Charles Spurgeon ? Again not a preterist.  Here is what he actually thought concerning preterism in a book review of one of the important preterist works. Capitalization is mine.

“The second coming of Christ according to this volume had its fulfilment in the destruction of Jerusalem and the establishment of the gospel dispensation. That the parables and predictions of our Lord had a more direct and exclusive reference to that period than is generally supposed, we readily admit; but we were NOT PREPARED for the assignment of all references to a second coming in the New Testament, and even in the Apocalypse itself, to SO EARLY a fulfilment. All that could be said has been said in support of this theory, and much more than ought to have been said. In this the REASONING FAILS. In order to concentrate the whole prophecies of the Book of Revelation upon the period of the destruction of Jerusalem it was needful to assume this book to have been written prior to that event, although the earliest ecclesiastical historians agree that John was banished to the isle of Patmos, where the book was written, by Domitian, who reigned after Titus, by whom Jerusalem was destroyed. Apart from this consideration, the compression of all the Apocalyptic visions and prophecies into so narrow a space REQUIRES more INGENUITY and STRENGTH than that of MEN and ANGELS COMBINED. Too much stress is laid upon such phrases as ‘The time is at hand,’ ‘Behold I come quickly,’ whereas many prophecies of Scripture are delivered as present or past, as ‘unto us a child IS born,’ &c., and ‘Surely he HATH borne our griefs, and carried our sorrows.’ Amidst the many comings of Christ spoken of in the New Testament that which is spoken of as a second, must, we think, be personal, and thus similar to the first; and such too must be the meaning of ‘his appearing.’ Though the author’s theory is carried too far, it has so much of truth in it, and throws so much new light upon obscure portions of the Scriptures, and is accompanied with so much critical research and close reasoning, that it can be injurious to none and may be profitable to all.”
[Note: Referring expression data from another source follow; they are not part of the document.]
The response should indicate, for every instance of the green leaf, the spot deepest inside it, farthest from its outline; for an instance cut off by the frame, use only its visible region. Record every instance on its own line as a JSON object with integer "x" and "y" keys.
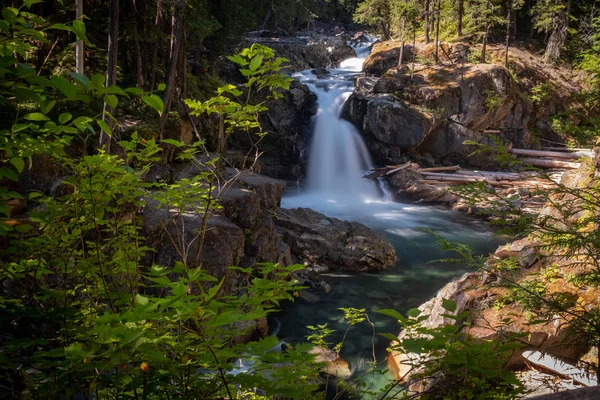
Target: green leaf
{"x": 134, "y": 91}
{"x": 25, "y": 94}
{"x": 64, "y": 118}
{"x": 65, "y": 86}
{"x": 141, "y": 300}
{"x": 155, "y": 102}
{"x": 29, "y": 3}
{"x": 47, "y": 105}
{"x": 98, "y": 81}
{"x": 18, "y": 163}
{"x": 449, "y": 305}
{"x": 9, "y": 173}
{"x": 79, "y": 30}
{"x": 61, "y": 27}
{"x": 36, "y": 117}
{"x": 81, "y": 79}
{"x": 239, "y": 60}
{"x": 413, "y": 312}
{"x": 18, "y": 127}
{"x": 10, "y": 14}
{"x": 23, "y": 228}
{"x": 256, "y": 62}
{"x": 111, "y": 100}
{"x": 391, "y": 313}
{"x": 173, "y": 142}
{"x": 104, "y": 126}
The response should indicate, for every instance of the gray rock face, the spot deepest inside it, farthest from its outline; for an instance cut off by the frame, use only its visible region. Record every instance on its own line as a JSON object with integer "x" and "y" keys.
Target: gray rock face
{"x": 306, "y": 52}
{"x": 286, "y": 123}
{"x": 396, "y": 122}
{"x": 241, "y": 233}
{"x": 328, "y": 241}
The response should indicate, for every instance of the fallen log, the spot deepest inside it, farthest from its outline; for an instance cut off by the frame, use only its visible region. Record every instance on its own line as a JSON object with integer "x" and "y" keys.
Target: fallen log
{"x": 582, "y": 149}
{"x": 439, "y": 169}
{"x": 549, "y": 363}
{"x": 388, "y": 170}
{"x": 453, "y": 177}
{"x": 509, "y": 176}
{"x": 551, "y": 163}
{"x": 400, "y": 168}
{"x": 550, "y": 154}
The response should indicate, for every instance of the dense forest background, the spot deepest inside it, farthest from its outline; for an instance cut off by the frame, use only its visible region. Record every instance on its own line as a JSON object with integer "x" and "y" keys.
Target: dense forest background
{"x": 89, "y": 307}
{"x": 178, "y": 42}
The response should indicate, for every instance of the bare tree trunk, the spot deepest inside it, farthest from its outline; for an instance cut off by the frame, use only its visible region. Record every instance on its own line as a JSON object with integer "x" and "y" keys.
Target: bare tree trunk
{"x": 402, "y": 43}
{"x": 183, "y": 63}
{"x": 485, "y": 33}
{"x": 437, "y": 31}
{"x": 427, "y": 18}
{"x": 139, "y": 74}
{"x": 513, "y": 31}
{"x": 558, "y": 38}
{"x": 111, "y": 67}
{"x": 264, "y": 24}
{"x": 177, "y": 23}
{"x": 79, "y": 49}
{"x": 461, "y": 12}
{"x": 508, "y": 30}
{"x": 221, "y": 136}
{"x": 414, "y": 50}
{"x": 154, "y": 62}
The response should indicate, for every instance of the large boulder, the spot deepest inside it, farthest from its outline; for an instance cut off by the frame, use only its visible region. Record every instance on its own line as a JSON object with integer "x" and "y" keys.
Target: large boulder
{"x": 396, "y": 122}
{"x": 240, "y": 233}
{"x": 436, "y": 112}
{"x": 286, "y": 124}
{"x": 385, "y": 55}
{"x": 305, "y": 51}
{"x": 338, "y": 244}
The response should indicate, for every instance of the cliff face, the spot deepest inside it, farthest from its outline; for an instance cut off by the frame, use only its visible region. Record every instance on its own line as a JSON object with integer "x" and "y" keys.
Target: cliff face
{"x": 431, "y": 113}
{"x": 497, "y": 306}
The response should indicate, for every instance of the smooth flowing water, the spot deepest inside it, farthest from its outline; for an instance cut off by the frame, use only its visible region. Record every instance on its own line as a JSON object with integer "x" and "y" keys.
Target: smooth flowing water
{"x": 335, "y": 186}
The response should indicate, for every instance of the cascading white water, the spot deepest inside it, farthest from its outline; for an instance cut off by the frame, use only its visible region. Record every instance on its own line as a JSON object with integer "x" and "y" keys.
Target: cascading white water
{"x": 335, "y": 187}
{"x": 338, "y": 156}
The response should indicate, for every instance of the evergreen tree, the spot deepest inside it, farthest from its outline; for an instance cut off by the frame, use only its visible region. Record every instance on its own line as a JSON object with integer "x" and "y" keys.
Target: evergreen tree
{"x": 405, "y": 13}
{"x": 552, "y": 17}
{"x": 376, "y": 13}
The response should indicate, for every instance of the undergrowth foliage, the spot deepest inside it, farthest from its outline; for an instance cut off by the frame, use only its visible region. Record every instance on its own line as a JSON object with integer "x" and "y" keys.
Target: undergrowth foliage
{"x": 83, "y": 313}
{"x": 565, "y": 233}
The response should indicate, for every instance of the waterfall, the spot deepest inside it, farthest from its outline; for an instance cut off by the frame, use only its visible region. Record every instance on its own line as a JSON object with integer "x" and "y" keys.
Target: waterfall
{"x": 338, "y": 156}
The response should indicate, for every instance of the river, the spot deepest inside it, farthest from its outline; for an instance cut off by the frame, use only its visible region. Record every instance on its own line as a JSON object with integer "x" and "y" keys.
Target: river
{"x": 335, "y": 187}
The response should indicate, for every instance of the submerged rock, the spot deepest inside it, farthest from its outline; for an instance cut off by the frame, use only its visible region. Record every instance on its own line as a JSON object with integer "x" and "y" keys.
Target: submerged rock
{"x": 338, "y": 244}
{"x": 437, "y": 109}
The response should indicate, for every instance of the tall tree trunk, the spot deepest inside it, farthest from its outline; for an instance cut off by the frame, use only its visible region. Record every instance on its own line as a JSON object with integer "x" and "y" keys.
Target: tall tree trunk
{"x": 513, "y": 17}
{"x": 111, "y": 66}
{"x": 154, "y": 62}
{"x": 558, "y": 38}
{"x": 427, "y": 18}
{"x": 264, "y": 24}
{"x": 485, "y": 33}
{"x": 139, "y": 74}
{"x": 402, "y": 42}
{"x": 461, "y": 12}
{"x": 183, "y": 63}
{"x": 79, "y": 49}
{"x": 177, "y": 23}
{"x": 437, "y": 31}
{"x": 508, "y": 30}
{"x": 414, "y": 51}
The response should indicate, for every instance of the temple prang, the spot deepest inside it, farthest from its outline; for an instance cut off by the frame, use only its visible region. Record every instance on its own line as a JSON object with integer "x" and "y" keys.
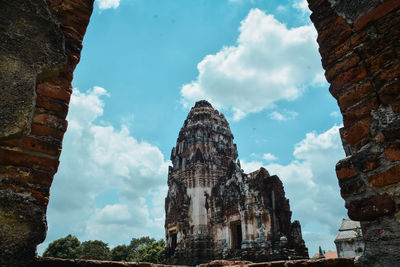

Half truths pushed as truth. I will stop because it gets embarrassing.

In the book, Mr. Welton states that the “optimistic or victorious” viewpoint has been the view of the Church since it’s beginning. He says that the belief in an antichrist, an apostasy, and the 1,000 year earthly reign of Christ are modern inventions. I challenge you and anyone else to see if that is true.
Check out—–
Justin Martyr’s Dialogue with Trypho
Polycarp on the antichrist
Didache 16
Epistle of Barnabas 4:1-5
The Ascension of Isaiah
Iranaeus of Lyons
Lactantius and on and on.

None of them believed in an “optimistic or victorious” viewpoint. They all believed that the events of 70 AD happened. Some of them lived at that time. But they also all believed in a coming antichrist or an end times apostasy or the earthly 1,000 year reign of Christ.

The “optimistic or victorious” eschatological viewpoint sounds great. In fact it sounds so great that it couldn’t be wrong. Plus, Christian teachers or writers should be trusted right ? Many don’t investigate.

90% of people who defend books like Raptureless are just parroting.

All victory and optimism is found in the Cross. That’s what we glory in !!